Tunisia Risks Explosion Over Austerity, Ghannouchi Cautions IMF
(Bloomberg) -- Pressure from global lenders like the International Monetary Fund could put Tunisia’s post-revolution stability at risk, cautioned Rashid Ghannouchi, head of the moderate Islamist Ennahda party that is part of the governing coalition.
The remarks, made in an interview with Bloomberg, come amid mounting frustration in the North African country as it tries to implement an IMF-backed economic program that calls for cutting government spending as part of a broader push to revive growth. Implementing the measures has become increasingly difficult with inflation near a 25-year-high and pressure by unions to boost public sector pay.
"The International Monetary Fund and international institutions should take into account the transitional situation Tunisia is experiencing. They could apply pressure to the extent of an explosion,” Ghannouchi, a veteran 77-year-old politician, said. He stressed that Ennahda supported the program and that ministers dealing with the IMF were members of the party.
“But there’s no need to apply more pressure than necessary,” such as on lifting subsidies or raising wages, he said.
Tunisia’s 2011 uprising that led to the ouster of President Zine El Abidine Ben Ali rippled across the region, triggering similar eruptions of outrage in Egypt, Libya, Syria and Yemen. While the tiny Mediterranean country best known for sandy beaches and olives was spared the violence that broke out in those countries, its transition to democracy has been marked by political feuding that has complicated efforts to reduce public spending and bolster the private sector.
In its fourth review of the Tunisian program in September, the IMF said while authorities have made progress, “strong efforts are required to achieve the agreed fiscal targets.”
That review opened the door for the release of the next installment of the loan. International reserves were buoyed recently by a $500 million World Bank loan.
"The government is under pressure, on the one hand, because of IMF conditions and, on the other, from the unions,” he said.
That’s been the dichotomy confronting eight successive governments since Ben Ali’s ouster. Tunisia is under constant pressure to cut youth unemployment that, at around 30 percent, is double the national level, while also facing union demands for wage increases at a time when significant foreign investments have failed to materialize.
The Tunisian General Labor Union, which represents over 500,000 people and is the country’s most powerful, said the government was kowtowing to the IMF when it offered less than they wanted in pay raises for the public sector. A day-long general strike took place last week, and another stoppage is planned in February.
Officials warned against the strike, with President Beji Caid Essebsi saying it had the potential to tear the country apart. In the event, the stoppage and widespread demonstrations passed without violence.
“Yes the strike was peaceful and calm, but it could have been different,” Ghannouchi said. “It’s a sign that things could get out of control."
While Tunisia’s commitment to democracy has allowed such popular action to take place -- a rarity in a region where dissent is usually put down by force -- it’s also resulted in the political bickering that’s held back the economy.

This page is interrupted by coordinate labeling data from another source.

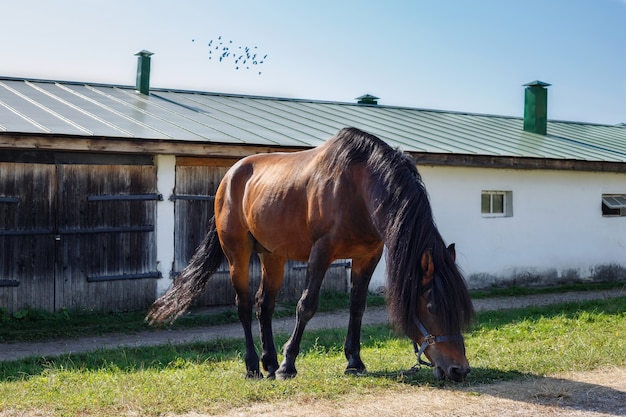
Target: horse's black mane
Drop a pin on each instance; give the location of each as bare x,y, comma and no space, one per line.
403,216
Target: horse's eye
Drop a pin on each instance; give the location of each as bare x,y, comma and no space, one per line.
431,308
429,303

Prime Minister Youssef Chahed and Essebsi hail from the same party, Nidaa Tounes. But rifts within party ranks have left them at odds.
Ennahda, whose moderate stance helped reassure secular Tunisians at a time when the Muslim Brotherhood was expanding its power in nearby Egypt, has also faced accusations of mismanagement and pursuing its own interests.
Ghannouchi ruled out running for the presidency in elections expected to take place later this year but said his party, which came second in a 2014 parliamentary vote, would support a candidate and would try to be part of a coalition.
"The country can’t be ruled except with agreement,” he said. “We are still in a transitional situation."